Des statistiques de l’Ofpra indiquent qu’entre 1993 et 2003, près de 100 000 demandes de statut de réfugié politique ont été déposées en France par des Algériens dont 19 623 satisfaites.
De par son identification à deux sociétés d’origine et d’établissement distinctes, la diaspora constitue un pont reliant 2 pays, peut jouer un rôle non négligeable dans les relations entre ces pays et même être influencée par l’un comme par l’autre (lobby). Elle peut aussi faire l’objet de sollicitudes politiques à l’occasion de scrutins électoraux où son vote, quoique modeste par le nombre, peut influencer l’issue définitive du scrutin. Elle peut, enfin, être la «victime collatérale» de tensions dans les relations entre les deux pays comme ce fut le cas, par exemple, dans les années 1970 entre l’Algérie et la France.

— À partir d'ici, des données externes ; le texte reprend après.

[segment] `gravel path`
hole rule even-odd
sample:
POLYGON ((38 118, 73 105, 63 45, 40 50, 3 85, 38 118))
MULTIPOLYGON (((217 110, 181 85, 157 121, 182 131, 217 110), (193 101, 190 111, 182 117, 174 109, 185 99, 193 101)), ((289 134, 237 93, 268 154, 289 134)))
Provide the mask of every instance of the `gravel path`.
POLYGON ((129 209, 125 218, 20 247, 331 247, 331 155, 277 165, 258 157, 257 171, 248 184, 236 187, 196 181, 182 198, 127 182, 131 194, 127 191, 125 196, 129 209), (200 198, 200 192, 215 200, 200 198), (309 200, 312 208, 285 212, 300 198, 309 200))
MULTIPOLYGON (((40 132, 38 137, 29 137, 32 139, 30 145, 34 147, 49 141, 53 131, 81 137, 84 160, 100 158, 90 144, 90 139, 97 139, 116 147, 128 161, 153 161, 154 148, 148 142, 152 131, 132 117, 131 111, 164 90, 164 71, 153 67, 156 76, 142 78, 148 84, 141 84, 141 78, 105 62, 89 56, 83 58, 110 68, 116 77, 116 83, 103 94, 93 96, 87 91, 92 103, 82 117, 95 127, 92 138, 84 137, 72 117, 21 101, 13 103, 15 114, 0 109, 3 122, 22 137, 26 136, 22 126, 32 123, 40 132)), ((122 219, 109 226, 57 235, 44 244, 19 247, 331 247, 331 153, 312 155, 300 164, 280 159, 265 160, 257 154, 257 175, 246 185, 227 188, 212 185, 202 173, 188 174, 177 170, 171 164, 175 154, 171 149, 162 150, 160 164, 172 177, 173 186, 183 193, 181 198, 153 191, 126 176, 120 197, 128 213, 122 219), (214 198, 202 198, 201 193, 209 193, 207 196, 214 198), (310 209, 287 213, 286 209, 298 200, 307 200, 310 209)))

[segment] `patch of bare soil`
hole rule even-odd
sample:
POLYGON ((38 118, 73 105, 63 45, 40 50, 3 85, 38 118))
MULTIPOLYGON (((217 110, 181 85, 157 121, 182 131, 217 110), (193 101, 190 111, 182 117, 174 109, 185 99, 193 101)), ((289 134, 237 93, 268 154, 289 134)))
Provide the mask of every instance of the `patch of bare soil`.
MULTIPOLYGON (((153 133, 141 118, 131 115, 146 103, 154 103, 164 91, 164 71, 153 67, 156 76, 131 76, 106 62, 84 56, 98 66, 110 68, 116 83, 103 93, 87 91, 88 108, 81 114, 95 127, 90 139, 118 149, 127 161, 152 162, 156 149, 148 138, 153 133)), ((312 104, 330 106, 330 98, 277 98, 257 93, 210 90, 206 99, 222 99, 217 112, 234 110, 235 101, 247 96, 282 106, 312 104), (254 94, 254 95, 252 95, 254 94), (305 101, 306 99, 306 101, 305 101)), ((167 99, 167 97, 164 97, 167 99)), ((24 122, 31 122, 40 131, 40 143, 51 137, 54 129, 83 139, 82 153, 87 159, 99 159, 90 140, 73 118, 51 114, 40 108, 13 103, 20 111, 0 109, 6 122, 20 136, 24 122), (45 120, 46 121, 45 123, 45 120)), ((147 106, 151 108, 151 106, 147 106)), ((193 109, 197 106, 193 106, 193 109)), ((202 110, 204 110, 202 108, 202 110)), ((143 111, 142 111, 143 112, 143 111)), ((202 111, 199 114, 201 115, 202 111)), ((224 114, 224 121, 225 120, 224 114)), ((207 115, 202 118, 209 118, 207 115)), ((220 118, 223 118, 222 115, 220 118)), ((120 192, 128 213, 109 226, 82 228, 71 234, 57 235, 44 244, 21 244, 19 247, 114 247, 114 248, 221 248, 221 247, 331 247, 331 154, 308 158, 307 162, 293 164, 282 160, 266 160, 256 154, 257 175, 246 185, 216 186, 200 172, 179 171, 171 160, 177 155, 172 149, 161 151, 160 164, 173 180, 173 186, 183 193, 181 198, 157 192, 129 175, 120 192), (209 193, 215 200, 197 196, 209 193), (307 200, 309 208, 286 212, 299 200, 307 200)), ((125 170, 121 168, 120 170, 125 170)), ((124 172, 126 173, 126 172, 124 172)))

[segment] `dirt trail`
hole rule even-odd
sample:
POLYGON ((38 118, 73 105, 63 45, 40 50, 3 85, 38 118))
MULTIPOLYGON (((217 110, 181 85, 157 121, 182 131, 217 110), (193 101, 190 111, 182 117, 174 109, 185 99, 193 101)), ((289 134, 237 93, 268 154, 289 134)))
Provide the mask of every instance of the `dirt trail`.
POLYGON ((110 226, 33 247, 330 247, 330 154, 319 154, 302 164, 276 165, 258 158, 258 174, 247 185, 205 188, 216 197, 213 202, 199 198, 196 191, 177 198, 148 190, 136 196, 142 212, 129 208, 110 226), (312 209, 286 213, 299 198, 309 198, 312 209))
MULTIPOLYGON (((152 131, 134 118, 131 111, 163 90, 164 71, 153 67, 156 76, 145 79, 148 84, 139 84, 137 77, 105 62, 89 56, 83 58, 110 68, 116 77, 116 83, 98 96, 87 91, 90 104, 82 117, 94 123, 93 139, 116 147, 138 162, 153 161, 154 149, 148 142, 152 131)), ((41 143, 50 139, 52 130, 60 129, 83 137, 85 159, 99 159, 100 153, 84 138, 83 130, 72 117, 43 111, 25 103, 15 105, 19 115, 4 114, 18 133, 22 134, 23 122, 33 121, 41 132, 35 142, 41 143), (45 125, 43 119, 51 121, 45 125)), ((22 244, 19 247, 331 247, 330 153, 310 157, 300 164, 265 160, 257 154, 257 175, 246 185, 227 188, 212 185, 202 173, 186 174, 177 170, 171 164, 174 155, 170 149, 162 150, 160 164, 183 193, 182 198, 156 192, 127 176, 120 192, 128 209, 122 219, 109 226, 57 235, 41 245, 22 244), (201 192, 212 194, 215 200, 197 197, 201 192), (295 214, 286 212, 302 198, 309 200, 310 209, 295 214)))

L’importance socio-économique et numérique de notre diaspora en France, la plus importante diaspora algérienne dans le monde, et le poids de l’histoire dans les relations algéro-françaises imposent un bref examen de la question migratoire algérienne en France.
Durant la Première Guerre mondiale, la France a mobilisé un grand nombre d’«indigènes» de son empire colonial autant pour le front de guerre que pour les usines d’armement, les mines et l’agriculture.
Au terme de la guerre, en 1918, la France rapatrie 250 000 travailleurs et soldats des colonies. Durant la Seconde Guerre mondiale, les colonies ont été à nouveau sollicitées pour contribuer en hommes et en ressources économiques à l’effort de guerre de la France. La période d’après-guerre, dite des Trente Glorieuses (celle de l’essor économique et social de la majorité des pays industrialisés entre 1945 et 1975), voit le nombre d’Algériens employés à la reconstruction de la France et à la relance de son économie multiplié par 33. A la fin de 1948, le nombre atteint entre 120 000 et 130 000 personnes. Il évoluera encore pour atteindre 350 000 en 1962.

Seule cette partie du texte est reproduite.